A suburb of St. Louis, Missouri, has been under a dramatic siege since Saturday, when a police officer shot and killed an unarmed black teenager named Michael Brown. In the wake of the killing, protests have engulfed the community—drawing a heavy-handed police crackdown with St. Louis County police officers armed with assault weapons and outfitted with military equipment. Many of the striking images have come from reporters on the front lines, but also from citizens and their smartphones.
Around 10 p.m. Eastern on Wednesday night, a St. Louis County police line demanded that a crowd of protesters turn off their cameras. Minutes earlier, the police had ordered what appeared to be a peaceful crowd to disperse, firing smoke grenades and rubber bullets. But none of them have to turn their cameras off.

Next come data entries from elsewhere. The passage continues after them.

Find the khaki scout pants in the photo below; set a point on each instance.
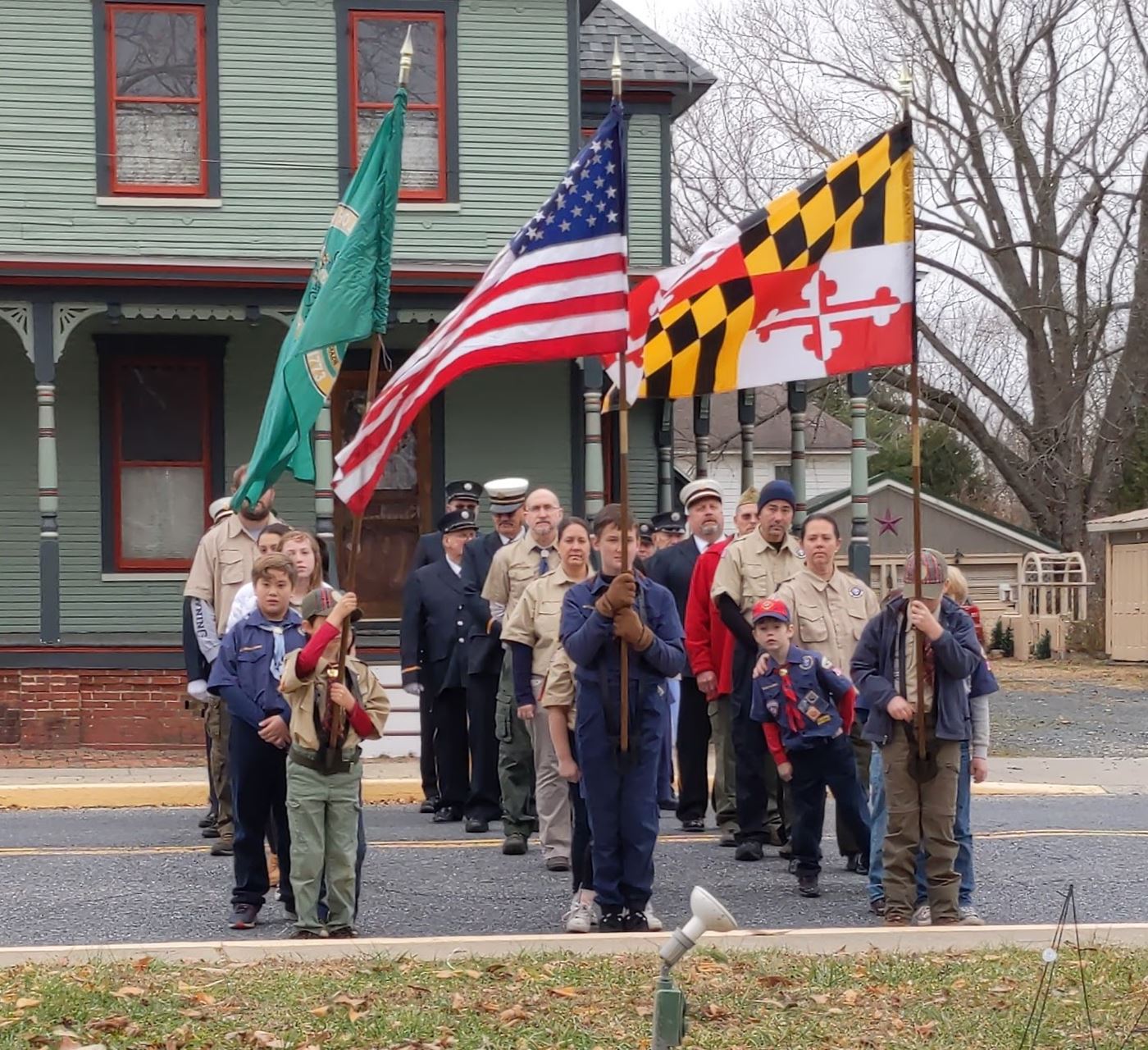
(721, 733)
(921, 815)
(323, 814)
(217, 722)
(526, 760)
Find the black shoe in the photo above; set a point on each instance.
(514, 846)
(635, 921)
(243, 915)
(807, 885)
(749, 851)
(612, 921)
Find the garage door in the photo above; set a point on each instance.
(1128, 602)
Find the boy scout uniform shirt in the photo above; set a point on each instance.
(300, 696)
(223, 563)
(828, 614)
(751, 568)
(512, 570)
(537, 616)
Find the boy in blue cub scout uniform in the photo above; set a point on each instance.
(622, 789)
(246, 677)
(806, 709)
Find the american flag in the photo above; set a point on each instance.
(556, 291)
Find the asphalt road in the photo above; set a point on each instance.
(129, 875)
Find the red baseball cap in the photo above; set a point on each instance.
(771, 608)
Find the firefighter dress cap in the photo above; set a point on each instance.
(771, 609)
(453, 521)
(464, 491)
(669, 521)
(702, 488)
(507, 494)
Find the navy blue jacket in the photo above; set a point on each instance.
(241, 674)
(588, 637)
(877, 669)
(818, 688)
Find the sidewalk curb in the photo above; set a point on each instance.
(847, 940)
(194, 793)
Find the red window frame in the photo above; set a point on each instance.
(198, 100)
(439, 20)
(203, 367)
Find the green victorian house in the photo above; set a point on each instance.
(169, 174)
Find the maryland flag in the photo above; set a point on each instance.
(818, 283)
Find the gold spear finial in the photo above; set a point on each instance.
(405, 57)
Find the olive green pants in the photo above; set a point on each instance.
(921, 815)
(323, 811)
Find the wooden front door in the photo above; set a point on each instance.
(398, 510)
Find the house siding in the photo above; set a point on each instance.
(279, 135)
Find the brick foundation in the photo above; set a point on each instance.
(43, 708)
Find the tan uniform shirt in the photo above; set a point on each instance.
(559, 691)
(512, 568)
(223, 563)
(300, 695)
(749, 568)
(537, 616)
(829, 614)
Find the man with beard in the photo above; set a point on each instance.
(223, 563)
(524, 745)
(749, 568)
(829, 610)
(485, 651)
(673, 568)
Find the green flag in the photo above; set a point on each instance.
(347, 299)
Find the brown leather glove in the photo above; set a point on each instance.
(619, 596)
(628, 626)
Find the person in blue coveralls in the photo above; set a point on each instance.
(622, 788)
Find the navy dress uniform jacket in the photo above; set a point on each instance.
(433, 632)
(673, 568)
(485, 653)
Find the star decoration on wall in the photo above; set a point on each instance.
(887, 523)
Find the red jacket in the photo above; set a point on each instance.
(708, 643)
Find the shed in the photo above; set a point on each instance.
(1127, 576)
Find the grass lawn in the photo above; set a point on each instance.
(788, 1002)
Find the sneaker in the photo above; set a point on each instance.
(580, 918)
(612, 921)
(514, 846)
(244, 917)
(807, 885)
(969, 917)
(749, 851)
(636, 921)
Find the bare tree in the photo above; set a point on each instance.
(1031, 126)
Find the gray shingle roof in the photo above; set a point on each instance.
(646, 57)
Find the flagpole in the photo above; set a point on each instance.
(405, 57)
(623, 470)
(915, 441)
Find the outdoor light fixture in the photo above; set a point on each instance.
(669, 1002)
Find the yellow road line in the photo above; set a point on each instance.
(491, 843)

Here’s the deal: As a U.S. citizen, you have the right to record the police in the course of their public duties. The police don’t have a right to stop you as long as you’re not interfering with their work. They also don’t have a right to confiscate your phone or camera, or delete its contents, just because you were recording them.
Despite some state laws that make it illegal to record others without their consent, federal courts have held consistently that citizens have a First Amendment right to record the police as they perform their official duties in public. The Supreme Court also recently affirmed that the Fourth Amendment, protecting citizens from arbitrary searches and seizures, means that police need to “get a warrant” if they want to take your cellphone. (The ACLU has a concise guide to your rights.) And the U.S. Department of Justice under President Obama has affirmed the court’s stances by reminding police departments that they’re not allowed to harass citizens for recording them.
Sadly, these rights are not always respected by the police. Even journalists are being harassed in Ferguson in the course of their reporting. Earlier in the evening, Washington Post reporter Wesley Lowery and Huffington Post reporter Ryan Reilly were arrested in a McDonald’s and later released with no explanation. Washington Post executive editor Martin D. Baron said Lowery was “illegally instructed to stop taking video of officers” and “slammed against a soda machine and then handcuffed.”
It’s obviously bad when reporters are being arrested for no reason, but it’s important to remember that all citizens—anybody who’s old enough to operate a smartphone—have a right to record the official activities of police in public.